第一話:出発点の出会い
「……追憶の森…久々ね」
やや顔を引き攣らせる少女を見る。この反応も予想通りだ。
基本、異世界戦記の勇者は勝手に裏設定がくっついてくる。このエナ・ヒューゲルもその類だ。
出生と同時に母親が死亡。その後、小さな小屋で父親と10歳まで2人で暮らしていた。父親は農業を営んでおり、エナもそれを手伝っていた。
森の動物を狩ったり自給自足の生活を送っていたある日、盗賊が小屋を襲撃する。森の中で飢えた彼らは、食料を求めて彼女達を襲い、父親を殺した。

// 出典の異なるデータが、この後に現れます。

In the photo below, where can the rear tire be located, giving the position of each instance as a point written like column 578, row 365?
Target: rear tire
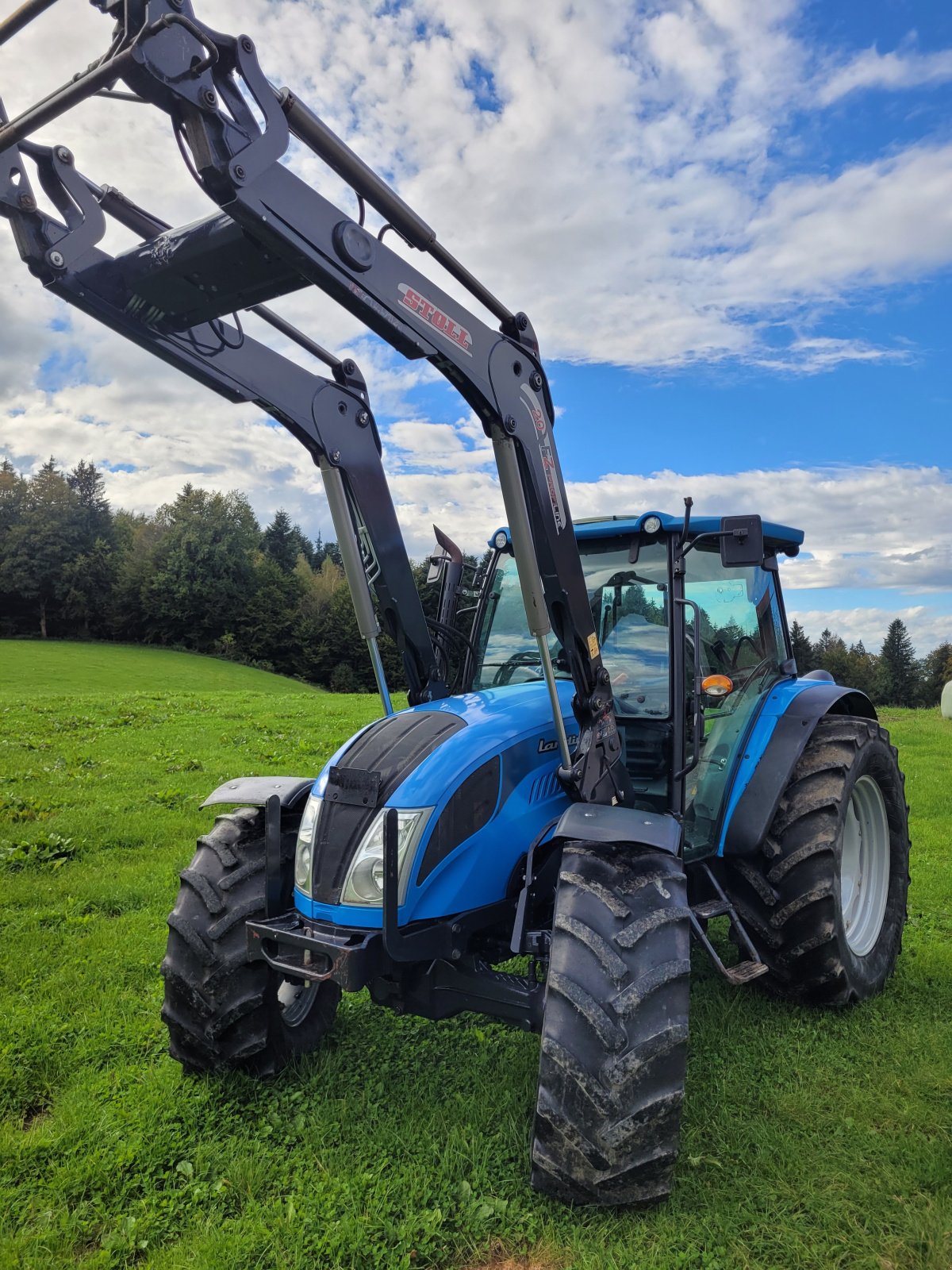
column 825, row 899
column 222, row 1010
column 615, row 1029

その惨劇をすぐ傍で見ていた少女は、逃げるふりをして包丁を持って小屋から出る。そして食料を奪い小屋から出てこようとした盗賊を待ち伏せ、その包丁で盗賊の足を刺した。更に困惑して居る残りの盗賊にも足に斬撃をお見舞いし、食料を取り返した。とゲームには書いてあった。実に細かい設定に、感服したのを覚えている。

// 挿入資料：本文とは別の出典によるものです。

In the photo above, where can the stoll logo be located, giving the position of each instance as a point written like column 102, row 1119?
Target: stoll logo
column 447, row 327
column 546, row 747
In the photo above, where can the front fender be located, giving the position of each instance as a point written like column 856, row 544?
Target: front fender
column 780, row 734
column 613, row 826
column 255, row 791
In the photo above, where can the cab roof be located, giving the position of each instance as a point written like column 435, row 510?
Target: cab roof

その後どうなったかは知らないが、盗賊が飢えていた理由はこの追憶の森で迷ってしまったからでありーーー
(つまり、こいつにとって恨みに近い物がこの森にある、と)
そして、エナ・ヒューゲルを手に入れる為の条件はーーーー
「…なんでここに連れてきたの?…アンタ…」
露骨に嫌そうな顔をするエナに、俺は笑いかける。
目の前にあるのは、2つの墓標。片方には「アンナ・ヒューゲル」もう片方には「ローディ・ヒューゲル」の文字。
そう、彼女の両親の墓だ。
「…俺は、君の過去を知ってる、だから、だからこここに連れてきた」
「………」
黙り込む少女。ここまで全て予定通りだ。
「…お前は、弱い。いや弱かった」
「あんたに…」
少女が小さく呟く。
「そして、両親を助けられなかった」
「あんたに…!」
徐々に力がこもった声に変わり…
「事実だろう?」
「何が分かるってんだよ!!」
そして叫びながら素手で殴りかかってきた。
もしもこれが想定外の事態であれば、軟弱な日本人である俺はなす術もなく殴られる他ない。自分より年下の少女とは言え、後天勇者の素質を持つ彼女の力には全く及ばない。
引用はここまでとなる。